Minggu, 31 Januari 2010

Agama, Tuhan dan Manusia


Pada awalnya, agama adalah cermin, piranti manusia memandang wajah dirinya. Bayangan yang nampak didalamnya dipanggilnya “tuhan”.

Kemudian terjadi proses “kebablasan”.

Cermin yang menampilkan wajah indah itu dihias-hiasnya, makin lama makin berlebihan sampai tak lagi jelas menampilkan bayangannya.
Panggilan-panggilan masih merdu dikumandangkan. Tapi arahnya sudah beralih kepada si cermin, bukan kepada bayangan dirinya yang sudah pudar tak nampak lagi. Alih-alih manusia berias mempercantik kemanusiaannya, yang ada adalah wajah beringas tanpa disadarinya. Tiba tiba wajah itu menerkam kemanusiaannya sendiri dan masing-masing mengatakan memang inilah wajah “tuhannya”.

Itulah bahaya sistemik sebuah cermin. Dan itulah kengerian dari orang yang tidak mampu menyadari dirinya tanpa memakai cermin-cermin, karena ketika cermin itu tak mampu menampilkan wajah kemanusiaannya ia berganti rupa menjadi malapetaka.

Yang mampu menyadari dirinya, ia tidak membutuhkan cermin untuk melihat dirinya. Yang tidak mampu menyadari dirinya tanpa cermin, seyogyanya ia menjaga agar cerminnya tetap jernih untuk ia bisa memandang kemanusiaannya.

Yang membutuhkan agama untuk melihat “tuhan”, seyogyanya selalu menjaga wajah tuhannya itu apakah selalu masih sama dengan wajah kemanusiaannya.
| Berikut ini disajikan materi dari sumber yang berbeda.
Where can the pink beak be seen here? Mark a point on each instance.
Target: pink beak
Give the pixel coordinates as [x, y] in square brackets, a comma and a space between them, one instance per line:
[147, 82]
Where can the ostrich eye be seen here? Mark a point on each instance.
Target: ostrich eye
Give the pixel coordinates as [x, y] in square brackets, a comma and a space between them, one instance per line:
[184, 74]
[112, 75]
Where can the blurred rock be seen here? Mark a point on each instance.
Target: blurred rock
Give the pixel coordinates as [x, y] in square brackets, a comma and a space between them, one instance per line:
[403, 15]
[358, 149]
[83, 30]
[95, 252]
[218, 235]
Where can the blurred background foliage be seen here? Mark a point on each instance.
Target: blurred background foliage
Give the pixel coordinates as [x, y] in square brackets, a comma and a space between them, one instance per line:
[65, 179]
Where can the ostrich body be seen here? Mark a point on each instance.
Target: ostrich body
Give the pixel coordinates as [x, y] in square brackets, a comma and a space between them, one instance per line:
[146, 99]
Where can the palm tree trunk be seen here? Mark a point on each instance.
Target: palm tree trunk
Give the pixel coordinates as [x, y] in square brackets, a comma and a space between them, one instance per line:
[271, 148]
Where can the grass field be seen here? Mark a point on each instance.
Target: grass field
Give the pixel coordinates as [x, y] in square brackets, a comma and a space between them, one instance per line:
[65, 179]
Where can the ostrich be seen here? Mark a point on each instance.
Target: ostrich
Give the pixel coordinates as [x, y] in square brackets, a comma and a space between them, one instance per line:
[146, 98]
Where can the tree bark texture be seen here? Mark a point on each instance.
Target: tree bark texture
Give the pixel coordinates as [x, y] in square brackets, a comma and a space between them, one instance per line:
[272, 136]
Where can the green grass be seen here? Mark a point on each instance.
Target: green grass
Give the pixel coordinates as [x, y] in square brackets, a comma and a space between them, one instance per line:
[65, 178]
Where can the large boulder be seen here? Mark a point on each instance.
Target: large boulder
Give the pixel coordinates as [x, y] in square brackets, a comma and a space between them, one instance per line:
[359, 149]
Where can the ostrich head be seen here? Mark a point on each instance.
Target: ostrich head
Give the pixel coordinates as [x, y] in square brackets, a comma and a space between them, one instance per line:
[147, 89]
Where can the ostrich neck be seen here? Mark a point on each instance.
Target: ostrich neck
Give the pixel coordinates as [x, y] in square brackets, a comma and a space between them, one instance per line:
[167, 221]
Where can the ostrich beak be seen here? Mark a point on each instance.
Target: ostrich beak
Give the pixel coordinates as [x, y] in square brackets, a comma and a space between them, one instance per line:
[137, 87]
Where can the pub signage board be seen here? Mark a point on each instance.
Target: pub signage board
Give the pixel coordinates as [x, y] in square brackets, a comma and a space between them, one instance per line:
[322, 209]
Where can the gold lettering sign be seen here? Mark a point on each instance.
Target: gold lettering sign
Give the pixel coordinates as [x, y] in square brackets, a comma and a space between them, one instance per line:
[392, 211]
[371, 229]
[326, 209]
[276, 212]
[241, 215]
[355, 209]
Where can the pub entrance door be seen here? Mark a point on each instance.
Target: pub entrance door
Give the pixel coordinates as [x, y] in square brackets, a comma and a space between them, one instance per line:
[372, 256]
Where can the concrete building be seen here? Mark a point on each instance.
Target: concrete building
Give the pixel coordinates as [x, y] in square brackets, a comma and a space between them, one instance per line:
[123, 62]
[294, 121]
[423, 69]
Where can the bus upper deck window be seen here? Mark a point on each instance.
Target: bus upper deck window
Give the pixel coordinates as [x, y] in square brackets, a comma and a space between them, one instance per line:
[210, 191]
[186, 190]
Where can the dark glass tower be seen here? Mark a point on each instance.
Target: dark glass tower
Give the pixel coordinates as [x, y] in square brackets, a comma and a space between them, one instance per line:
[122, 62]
Ketika ternyata berubah, berarti ada sesuatu yang salah.

Ketika kemanusiaan kita cedera dan kita diam saja, kita harus bisa menganalisa, dimana salahnya, apakah kita menganggap cermin sebagai “tuhan” tanpa kita melihat bayangan kemanusiaan kita, ataukah kita mengira tuhan itu sudah selayaknya sebagai monster yang seharusnya memang beringas dan dianggap selayaknya mengganggu kemanusiaan kita.